Weapons of mass destruction (WMD) refer to weapons that can cause significant harm to a large number of people or infrastructure. AML/KYC regulations require financial institutions to implement measures to prevent the financing of WMD-related activities, such as proliferation financing.
Whistleblower complaints in AML/KYC?
Whistleblower complaints refer to reports of suspected AML/KYC violations or other illegal activities made by employees or other insiders of financial institutions. AML/KYC regulations require financial institutions to have policies and procedures in place to encourage and protect whistleblowers who report suspected violations.
Whistleblower policy in AML/KYC?
A whistleblower policy is a set of procedures and guidelines that financial institutions have in place to encourage and protect whistleblowers who report suspected AML/KYC violations or other illegal activities. The policy outlines the process for reporting and investigating whistleblower complaints and provides protection for whistleblowers against retaliation.
Wire transfers in AML/KYC?
Wire transfers refer to electronic transfers of funds between bank accounts. Financial institutions are required to implement measures to prevent money laundering, terrorism financing, and other illegal activities that may be facilitated through wire transfers.
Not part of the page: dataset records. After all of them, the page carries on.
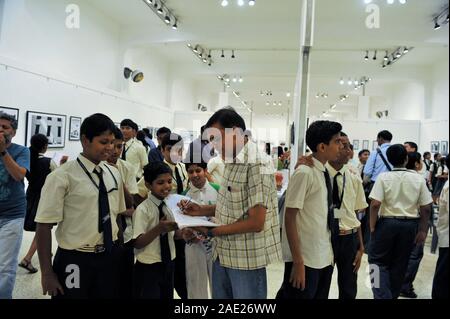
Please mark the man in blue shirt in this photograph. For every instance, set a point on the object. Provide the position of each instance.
(375, 164)
(14, 163)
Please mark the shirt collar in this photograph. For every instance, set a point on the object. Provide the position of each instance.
(90, 166)
(334, 172)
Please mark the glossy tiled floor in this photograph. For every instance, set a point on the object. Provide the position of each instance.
(28, 286)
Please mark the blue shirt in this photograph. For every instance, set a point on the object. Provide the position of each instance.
(13, 202)
(375, 165)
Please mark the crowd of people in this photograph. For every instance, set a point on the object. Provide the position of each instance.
(118, 238)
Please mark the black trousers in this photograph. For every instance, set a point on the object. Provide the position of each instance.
(180, 269)
(390, 247)
(153, 281)
(86, 275)
(318, 282)
(347, 248)
(440, 280)
(126, 270)
(413, 268)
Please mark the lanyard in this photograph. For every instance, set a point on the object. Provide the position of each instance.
(343, 190)
(92, 180)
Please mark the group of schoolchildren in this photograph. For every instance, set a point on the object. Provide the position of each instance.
(117, 237)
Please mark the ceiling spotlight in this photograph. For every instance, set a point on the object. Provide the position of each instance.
(437, 26)
(136, 75)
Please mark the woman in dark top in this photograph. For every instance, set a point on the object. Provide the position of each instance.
(40, 167)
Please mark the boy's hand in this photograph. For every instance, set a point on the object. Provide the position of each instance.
(305, 160)
(51, 285)
(297, 278)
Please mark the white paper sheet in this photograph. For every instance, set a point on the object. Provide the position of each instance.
(185, 221)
These measures include customer due diligence, transaction monitoring, and reporting suspicious activity.
Witness interviews in AML/KYC?
Witness interviews refer to interviews with individuals who have relevant information regarding suspected money laundering, terrorism financing, or other illegal activities. These individuals may include employees of financial institutions, customers, or other individuals with knowledge of the suspected activity.
Witness interviews are a critical tool in investigating suspicious activity and gathering evidence for potential enforcement actions.